JPEG is based on 16x16 blocks for chromiance and 8x8 blocks for luminance. So it's not surprising that an initial version of your software crashes after the first 16x16 block. It's just a routine programming error. If you can't find it by reading the JEG spec, fire up an editor, and create a flat 32x32 image. Then look at the binary and see where it differs from yours.

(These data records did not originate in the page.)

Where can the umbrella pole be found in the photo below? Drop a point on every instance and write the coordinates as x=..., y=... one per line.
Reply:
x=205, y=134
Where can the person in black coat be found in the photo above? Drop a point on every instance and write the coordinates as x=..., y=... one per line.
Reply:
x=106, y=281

Here's my loadscan for no sub-sampling
static int loadscanYuv111(JPEGHEADER *hdr, unsigned char *buff, FILE *fp)
{
short lum[64];
short Cb[64];
short Cr[64];
BITSTREAM *bs;
int i;
int ii;
int iii;
int iv;
int diffdc = 0;
int dcb = 0;
int dcr = 0;
int actableY;
int actableCb;
int actableCr;
int dctableY;
int dctableCb;
int dctableCr;
int count = 0;
int target;
int luminance;
int red;
int green;
int blue;
actableY = hdr->useac[0];
actableCb = hdr->useac[1];
actableCr = hdr->useac[2];
dctableY = hdr->usedc[0];
dctableCb = hdr->usedc[1];
dctableCr = hdr->usedc[2];
bs = bitstream(fp);
for(i=0;i<hdr->height;i+=8)
for(ii=0;ii<hdr->width;ii+=8)
{
if(hdr->dri && (count % hdr->dri) == 0 && count > 0 )
{
readmarker(bs);
diffdc = 0;
dcb = 0;
dcr = 0;
}
getblock(lum, hdr->dctable[dctableY], hdr->actable[actableY], bs);
lum[0] += diffdc;
diffdc = lum[0];
for(iv=0;iv<64;iv++)
lum[iv] *= hdr->qttable[hdr->useq[0]][iv];
unzigzag(lum);
idct8x8(lum);
getblock(Cb, hdr->dctable[dctableCb], hdr->actable[actableCb], bs);
Cb[0] += dcb;
dcb = Cb[0];
for(iv=0;iv<64;iv++)
Cb[iv] *= hdr->qttable[hdr->useq[1]][iv];
unzigzag(Cb);
idct8x8(Cb);
getblock(Cr, hdr->dctable[dctableCr], hdr->actable[actableCr], bs);
Cr[0] += dcr;
dcr = Cr[0];
for(iv=0;iv<64;iv++)
Cr[iv] *= hdr->qttable[hdr->useq[2]][iv];
unzigzag(Cr);
idct8x8(Cr);
for(iii=0;iii<8;iii++)
{
if( i + iii >= hdr->height)
break;
for(iv=0;iv<8;iv++)
{
if(ii + iv >= hdr->width)
break;
target = (i + iii) * hdr->width * 3 + (ii + iv) * 3;
luminance = lum[iii*8+iv]/64 + 128;
red = (int) (luminance + 1.402 * Cr[iii*8+iv]/64);
green = (int) (luminance - 0.34414 * Cb[iii*8+iv]/64 - 0.71414 * Cr[iii*8+iv]/64);
blue = (int) (luminance + 1.772 * Cb[iii*8+iv]/64);
red = clamp(red, 0, 255);
green = clamp(green, 0, 255);
blue = clamp(blue, 0, 255);
buff[target] = red;
buff[target+1] = green;
buff[target+2] = blue;
}
}
count++;
}
killbitstream(bs);
if(loadeoi(fp) == 0)
return 0;
return -1;
}
As you can see, the data is interleaved.
However if you got that wrong it would create a peculiar image of the correct dimensions, not a smaller image than expected.